Chinese state media insist that economic growth will be “L-shaped,” which means what exactly

Investors look at computer screens showing stock information at a brokerage house in Shenyang, Liaoning province, April 13, 2015.
Reuters/Sheng Li
Depends on which way the L is leaning.
  • Nikhil Sonnad
By Nikhil Sonnad


Published This article is more than 2 years old.

An odd phrase has popped up this year in Chinese economy talk: “L-shaped growth.” In January, an interview with an “authoritative figure” appeared in the People’s Daily, the communist party’s mouthpiece. “China’s economy is unlikely to achieve a V-shape rebound, but instead an L-shape growth,” the anonymous figure said.

The phrase returned to the pages of the People’s Daily yesterday (May 9) in another interview (link in Chinese), this time with an “authoritative insider,” who insisted that “Chinese economic movements will not be ’U-shaped,’ let alone ’V-shaped,’ but ‘L-shaped’.”

It’s unclear who this insider is, or if it is the same person in both interviews, but the widespread dissemination of his, her or their views across state media suggests that “L-shaped growth” is now a relatively mainstream concept within the party. “The Q&A with the insider receives lots of attention, since the ‘authoritative insider’ is presumed to be high-level officials,” the People’s Daily unhelpfully adds.

This is the latest inscrutable official or semi-official indication of where the Chinese economy is headed, a matter of ever-growing concern to the rest of the world.
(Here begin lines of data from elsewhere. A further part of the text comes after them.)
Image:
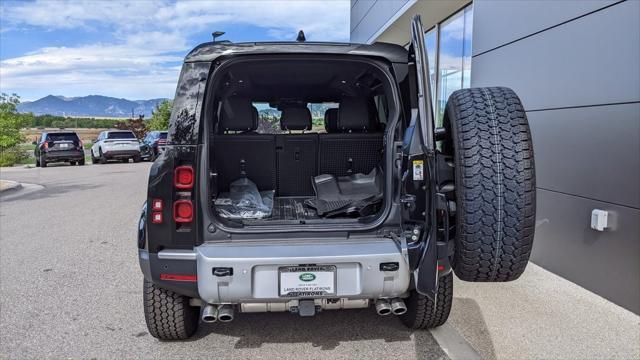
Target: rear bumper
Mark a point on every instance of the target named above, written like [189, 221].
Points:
[120, 154]
[256, 277]
[64, 155]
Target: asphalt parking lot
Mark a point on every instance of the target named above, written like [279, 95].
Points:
[70, 287]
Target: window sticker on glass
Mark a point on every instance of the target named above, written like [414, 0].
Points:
[418, 170]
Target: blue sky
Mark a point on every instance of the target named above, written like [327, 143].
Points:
[134, 49]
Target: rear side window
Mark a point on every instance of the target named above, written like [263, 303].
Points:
[62, 137]
[269, 117]
[120, 135]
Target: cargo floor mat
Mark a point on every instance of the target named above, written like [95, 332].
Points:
[357, 194]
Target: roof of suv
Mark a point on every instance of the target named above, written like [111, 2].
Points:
[212, 50]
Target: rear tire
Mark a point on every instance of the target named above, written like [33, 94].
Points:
[495, 183]
[422, 313]
[168, 315]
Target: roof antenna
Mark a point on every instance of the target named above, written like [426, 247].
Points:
[216, 34]
[301, 37]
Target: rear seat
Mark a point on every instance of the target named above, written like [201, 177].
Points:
[244, 152]
[288, 162]
[353, 143]
[296, 154]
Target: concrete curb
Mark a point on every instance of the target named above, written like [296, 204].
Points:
[9, 186]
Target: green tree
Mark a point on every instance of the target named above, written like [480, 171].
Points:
[10, 124]
[160, 117]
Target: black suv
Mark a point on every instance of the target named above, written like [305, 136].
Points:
[152, 145]
[58, 146]
[380, 207]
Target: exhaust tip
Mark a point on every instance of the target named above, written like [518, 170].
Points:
[383, 307]
[225, 318]
[225, 313]
[209, 314]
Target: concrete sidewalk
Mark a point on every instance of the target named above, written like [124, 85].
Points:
[543, 316]
[8, 185]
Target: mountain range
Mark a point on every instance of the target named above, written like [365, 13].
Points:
[90, 106]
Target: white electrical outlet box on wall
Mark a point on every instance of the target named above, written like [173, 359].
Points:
[599, 219]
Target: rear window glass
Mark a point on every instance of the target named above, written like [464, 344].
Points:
[120, 135]
[269, 117]
[62, 137]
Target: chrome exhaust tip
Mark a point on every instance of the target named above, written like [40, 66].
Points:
[383, 307]
[398, 307]
[210, 314]
[225, 313]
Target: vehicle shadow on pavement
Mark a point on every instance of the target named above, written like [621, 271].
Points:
[466, 317]
[326, 330]
[53, 191]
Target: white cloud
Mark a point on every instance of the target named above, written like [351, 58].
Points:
[140, 62]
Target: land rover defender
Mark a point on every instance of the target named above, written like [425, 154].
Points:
[307, 177]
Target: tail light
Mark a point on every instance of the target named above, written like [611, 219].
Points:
[183, 177]
[182, 211]
[157, 204]
[156, 217]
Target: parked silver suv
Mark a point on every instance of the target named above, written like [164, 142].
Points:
[115, 145]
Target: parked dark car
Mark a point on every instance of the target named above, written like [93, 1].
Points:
[378, 209]
[152, 145]
[58, 146]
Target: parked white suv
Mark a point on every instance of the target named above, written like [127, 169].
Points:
[115, 145]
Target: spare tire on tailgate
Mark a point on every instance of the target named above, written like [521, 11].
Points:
[495, 183]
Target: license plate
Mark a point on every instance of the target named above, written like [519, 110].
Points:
[307, 281]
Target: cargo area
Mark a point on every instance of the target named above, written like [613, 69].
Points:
[298, 142]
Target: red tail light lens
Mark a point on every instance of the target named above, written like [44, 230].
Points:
[182, 211]
[157, 204]
[156, 217]
[183, 177]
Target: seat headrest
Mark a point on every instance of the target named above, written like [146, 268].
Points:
[295, 118]
[331, 120]
[353, 115]
[237, 115]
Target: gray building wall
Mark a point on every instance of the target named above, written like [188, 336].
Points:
[576, 67]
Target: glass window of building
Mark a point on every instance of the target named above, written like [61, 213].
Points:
[449, 51]
[431, 43]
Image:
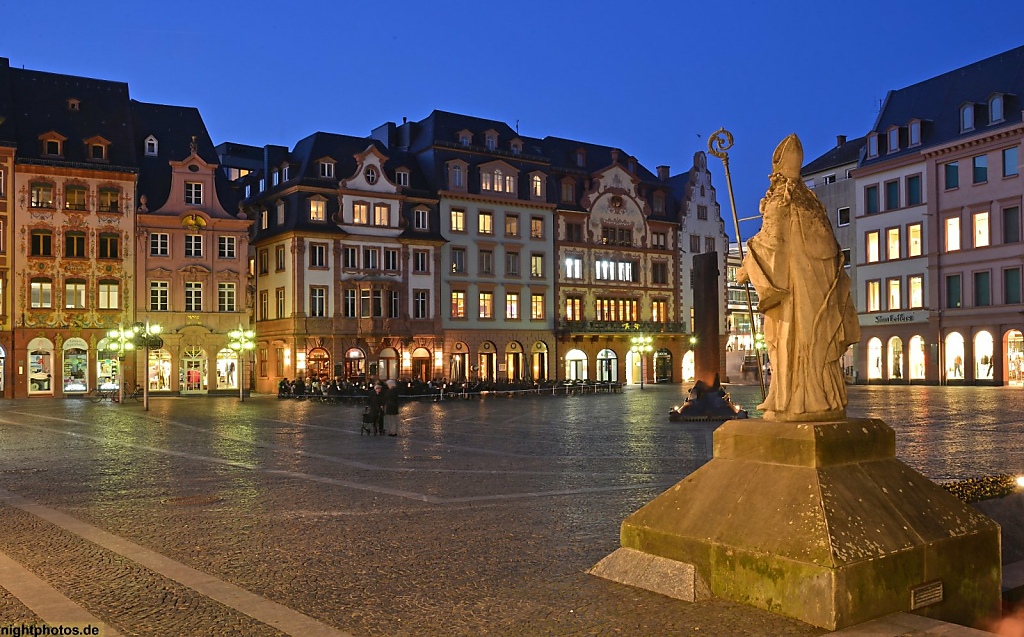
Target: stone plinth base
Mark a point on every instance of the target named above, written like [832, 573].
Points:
[820, 522]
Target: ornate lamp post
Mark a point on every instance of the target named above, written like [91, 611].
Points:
[641, 345]
[122, 340]
[147, 336]
[243, 341]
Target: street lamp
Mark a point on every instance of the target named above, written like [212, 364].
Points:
[147, 335]
[243, 341]
[121, 340]
[641, 345]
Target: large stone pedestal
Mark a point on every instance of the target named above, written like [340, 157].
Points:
[817, 521]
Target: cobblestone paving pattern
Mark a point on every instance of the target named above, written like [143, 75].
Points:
[480, 518]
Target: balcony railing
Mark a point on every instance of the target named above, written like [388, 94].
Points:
[621, 327]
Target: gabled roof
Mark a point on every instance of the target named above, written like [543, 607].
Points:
[562, 154]
[173, 128]
[842, 155]
[40, 102]
[937, 101]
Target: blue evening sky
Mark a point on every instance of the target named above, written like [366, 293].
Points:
[652, 77]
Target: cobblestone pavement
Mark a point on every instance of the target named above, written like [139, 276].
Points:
[210, 516]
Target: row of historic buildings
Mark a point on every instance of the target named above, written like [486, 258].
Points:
[928, 208]
[446, 248]
[113, 212]
[456, 248]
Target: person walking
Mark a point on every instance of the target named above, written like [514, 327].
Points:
[391, 408]
[376, 404]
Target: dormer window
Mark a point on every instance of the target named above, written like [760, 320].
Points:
[995, 109]
[872, 145]
[913, 133]
[967, 117]
[893, 139]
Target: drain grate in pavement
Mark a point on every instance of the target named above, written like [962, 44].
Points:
[190, 501]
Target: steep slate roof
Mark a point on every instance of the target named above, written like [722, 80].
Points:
[847, 153]
[441, 127]
[7, 125]
[937, 102]
[40, 104]
[173, 128]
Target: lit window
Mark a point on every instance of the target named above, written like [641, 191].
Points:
[225, 297]
[158, 296]
[537, 306]
[915, 285]
[194, 245]
[225, 247]
[873, 296]
[75, 295]
[458, 304]
[895, 297]
[42, 293]
[512, 305]
[573, 267]
[484, 223]
[421, 219]
[952, 234]
[458, 220]
[872, 247]
[486, 305]
[892, 244]
[194, 296]
[913, 240]
[317, 210]
[980, 221]
[360, 213]
[159, 244]
[110, 294]
[194, 194]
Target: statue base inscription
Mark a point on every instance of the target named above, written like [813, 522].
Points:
[817, 521]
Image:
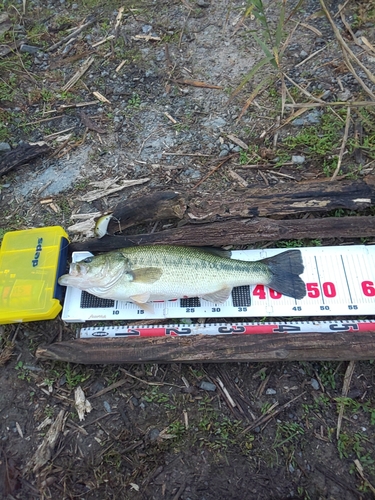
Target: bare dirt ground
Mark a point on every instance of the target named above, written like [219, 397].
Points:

China’s sudden devaluation of the yuan last year, for example, caused other currencies to move and left investors confused.

Missing from all the interviews is any answer to the question of what “L-shaped growth” actually means. Is the “L” upright, which might suggest economic stagnation? Lying on its back, implying a rapid, hockey-stick recovery? Or even a steep drop-off, like ┐?

Usually, an ”L-shape” in economic analysis applies to a precipitous drop or contraction—normally in a recession—followed by a painfully slow and gradual recovery. Japan’s “lost decade” is the most commonly used example of an L-shaped recession recovery.

But China has had no such drop, only a gradual slowdown. What’s more, the Chinese economy is not in recession. Growth remains above 6%, according to official figures (though the real number may be considerably lower).

Based on recent history, the most likely interpretation of the “L-shape” claim is that it is mainly about the horizontal line at the bottom of the “L”—meaning growth is going to remain steady after the decline of recent years, but will not take on a “U” or “V” trajectory to return to the double-digit levels of yore. Of course, this assumes that the “L” is in a relatively normal “L” position and has not been significantly rotated. But it might be in China’s interests to be a little less enigmatic about what its “L” stands for.